Cholesterol-lowering drugs called statins effectively inhibit ASFV infection in vitro (Quetglas et al., 2012). These drugs are of generalized use in humans and their safety is widely proven. Valproic acid, which is used for treatment of neurological disorders, was found to have a potent antiviral effect against a number of enveloped viruses, including ASFV (Vazquez-Calvo et al., 2011) Also, resveratrol and other phytoalexins produced by plants effectively inhibit virus replication (Galindo et al., 2011).

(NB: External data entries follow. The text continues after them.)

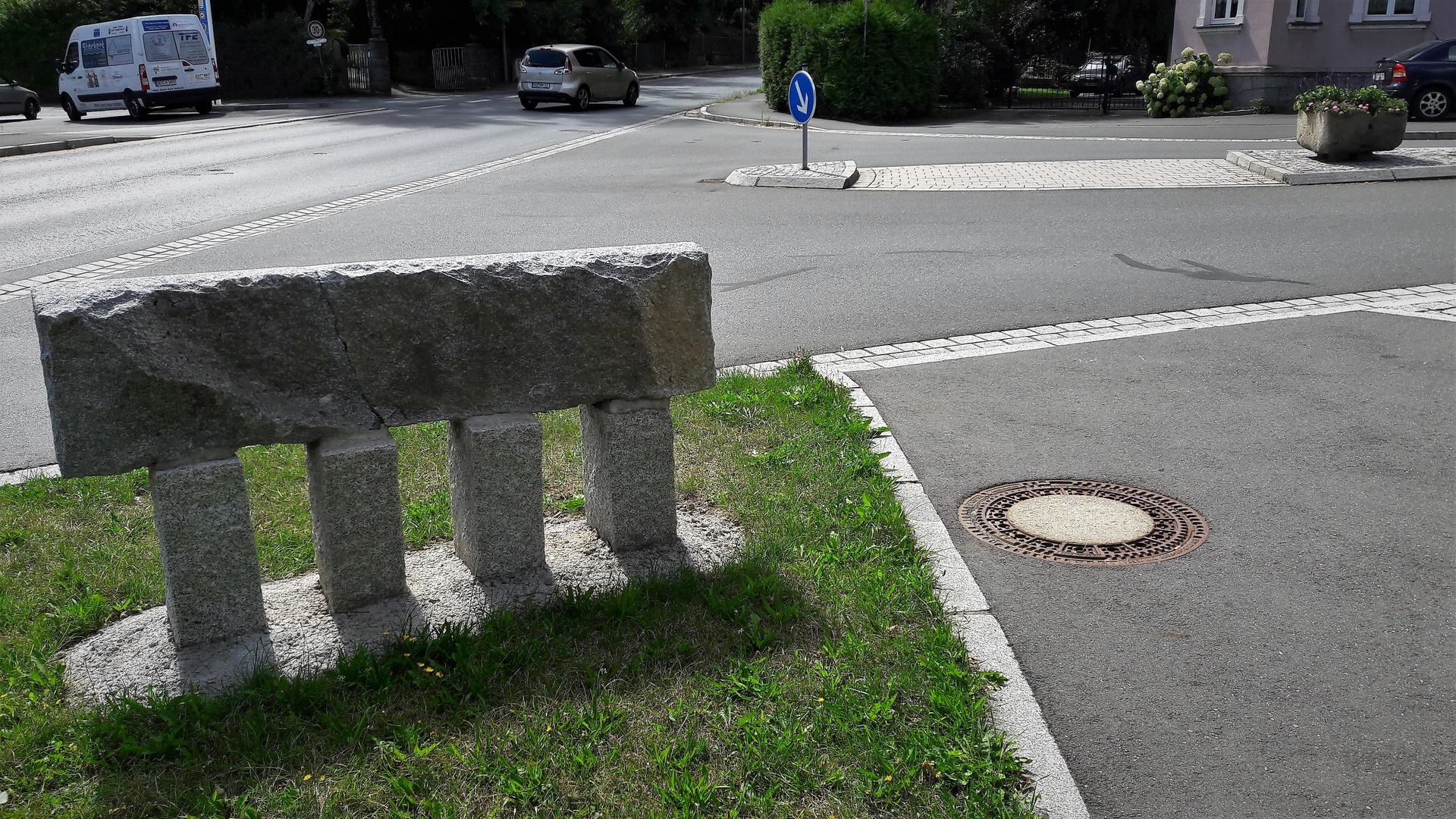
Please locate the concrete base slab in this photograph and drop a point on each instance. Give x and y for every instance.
(134, 654)
(1302, 168)
(833, 175)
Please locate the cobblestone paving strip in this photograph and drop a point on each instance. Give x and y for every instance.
(1094, 174)
(1426, 300)
(127, 262)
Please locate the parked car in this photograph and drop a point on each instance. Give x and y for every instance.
(576, 74)
(1424, 76)
(1091, 77)
(139, 64)
(18, 99)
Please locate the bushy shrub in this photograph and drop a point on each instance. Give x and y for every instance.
(1348, 101)
(268, 58)
(974, 63)
(1185, 89)
(894, 74)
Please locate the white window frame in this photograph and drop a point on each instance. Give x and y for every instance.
(1420, 15)
(1207, 19)
(1310, 12)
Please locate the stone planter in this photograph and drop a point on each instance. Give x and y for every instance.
(1346, 136)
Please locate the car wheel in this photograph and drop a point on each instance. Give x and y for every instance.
(72, 112)
(1432, 104)
(136, 107)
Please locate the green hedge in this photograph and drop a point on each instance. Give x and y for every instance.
(893, 76)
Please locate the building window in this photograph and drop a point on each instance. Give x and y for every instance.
(1389, 8)
(1391, 12)
(1304, 11)
(1220, 12)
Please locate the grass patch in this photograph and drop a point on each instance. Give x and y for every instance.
(814, 676)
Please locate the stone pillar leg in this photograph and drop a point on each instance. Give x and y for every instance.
(495, 493)
(359, 535)
(626, 452)
(209, 556)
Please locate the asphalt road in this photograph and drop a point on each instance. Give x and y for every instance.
(1323, 464)
(1301, 662)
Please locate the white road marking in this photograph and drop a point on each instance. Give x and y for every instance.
(1062, 175)
(156, 254)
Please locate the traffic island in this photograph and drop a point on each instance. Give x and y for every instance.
(1302, 168)
(833, 175)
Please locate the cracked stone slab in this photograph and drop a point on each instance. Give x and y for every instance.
(833, 175)
(147, 371)
(1304, 168)
(134, 654)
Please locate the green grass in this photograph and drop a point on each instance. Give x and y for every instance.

Together with extracts from marine microalgae (Fabregas et al., 1999), these plant compounds are antivirals derived from natural sources and they can be administered to animals as a dietary supplement. Other inhibitors that are used in oncological therapy in humans are effective antivirals against ASFV at different infection stages. Examples include serine protease inhibitors (Galindo et al., 2012), PI3K and/or PIKfyve inhibitors (Cuesta-Geijo et al., 2012) and microtubule-depolymerizing drugs (Basta et al., 2010).

Using our knowledge of ASFV-cell interactions, together with insights gained from NMR structure-based design, researchers face the challenge of further developing antiviral treatments and preventive strategies. Antiviral compounds targeting virus-host interactions are already under development. One example is an antiviral peptide that impairs infectivity and viral replication in cultured cells by competing with p54 binding to its cellular target dynein (Hernaez et al., 2010). Like the above-mentioned antivirals targeting cellular mechanisms, this peptide could be used to shed light on unknown cellular mechanisms targeted by ASFV infection and on the induction of protection.